Uma em cada 12 pessoas na Alemanha tem uma visão de mundo de extrema direita, segundo um estudo da Universidade de Bielefeld encomendado pela Fundação Friedrich Ebert (FES), que é ligada ao Partido Social-Democrata da Alemanha (SPD). Realizada a cada dois anos desde 2002, a atual pesquisa, que foi divulgada nesta quinta-feira (21/06), ouviu cerca de 2 mil pessoas com idades entre 18 e 90 anos entre janeiro e fevereiro.
Dos entrevistados, 8% têm uma clara orientação política de extrema direita. Em estudos anteriores, o percentual oscilava entre apenas 2% e 3%. No atual levantamento, 7% dos alemães entre 18 e 64 anos apoiam uma ditadura de partido único forte e com um líder para a Alemanha. Isso é o dobro do que se verificava alguns anos atrás. Entre os maiores de 65 anos, o percentual cai para 5%.
No prefácio do estudo, a pesquisadora Franziska Schröter, que lidera o projeto contra o extremismo de direita na Fundação Friedrich Ebert, credita a crescente simpatia a atitudes autoritárias às inúmeras crises recentes e atuais.
“As consequências da pandemia de covid-19 ainda não foram superadas, a crise climática está em pleno andamento e, depois de fevereiro de 2022, a invasão da Ucrânia pela Rússia trouxe mais incertezas e receios em relação à segurança energética ou aos aumentos de preços”, disse.
Declínio de confiança no Estado
O estudo intitulado O centro distanciado foi publicado por um trio de pesquisadores liderado pelo psicólogo social Andreas Zick. Ele salienta que, quanto menor o salário dos indivíduos, maior a difusão de posições de extrema direita.
“As crises são percebidas por cada vez mais pessoas como crises nacionais. E essas afetam mais duramente aqueles que têm menos dinheiro. Entre os consultados com rendimentos mais baixos, uma em cada duas pessoas (48%) vê-se pessoalmente afetada pelas crises; esse é o caso de 27,5% dos consultados com rendimentos médios e de apenas 14,5% daqueles com rendimentos mais elevados.”

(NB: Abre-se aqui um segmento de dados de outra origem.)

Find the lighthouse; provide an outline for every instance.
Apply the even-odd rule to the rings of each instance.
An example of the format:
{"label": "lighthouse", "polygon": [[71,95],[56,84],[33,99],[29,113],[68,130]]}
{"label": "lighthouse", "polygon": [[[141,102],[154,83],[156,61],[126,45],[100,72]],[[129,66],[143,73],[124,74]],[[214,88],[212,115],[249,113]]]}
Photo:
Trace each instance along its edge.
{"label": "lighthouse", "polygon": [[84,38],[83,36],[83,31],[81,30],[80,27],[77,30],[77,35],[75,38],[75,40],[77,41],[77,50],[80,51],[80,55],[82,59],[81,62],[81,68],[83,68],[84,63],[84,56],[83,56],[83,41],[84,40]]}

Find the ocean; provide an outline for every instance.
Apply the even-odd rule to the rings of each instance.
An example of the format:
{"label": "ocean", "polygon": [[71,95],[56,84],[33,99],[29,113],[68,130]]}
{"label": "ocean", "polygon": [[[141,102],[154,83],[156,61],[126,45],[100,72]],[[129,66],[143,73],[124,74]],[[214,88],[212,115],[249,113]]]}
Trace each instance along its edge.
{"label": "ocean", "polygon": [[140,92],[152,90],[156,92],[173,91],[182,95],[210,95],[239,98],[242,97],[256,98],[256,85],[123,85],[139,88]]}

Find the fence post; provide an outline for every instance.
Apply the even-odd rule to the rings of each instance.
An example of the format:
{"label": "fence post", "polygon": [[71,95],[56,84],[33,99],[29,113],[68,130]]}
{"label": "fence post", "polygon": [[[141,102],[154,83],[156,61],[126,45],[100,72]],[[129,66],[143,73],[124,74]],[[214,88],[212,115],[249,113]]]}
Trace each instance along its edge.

Essa situação é acompanhada de um declínio na confiança nas instituições do Estado e no funcionamento da democracia, embora uma clara maioria apoie essa forma de governo. Mas pelo menos 38% assumem posições de teorias da conspiração, 33% adotam posições populistas e 29% têm atitudes etnonacionalistas-autoritárias-rebeldes.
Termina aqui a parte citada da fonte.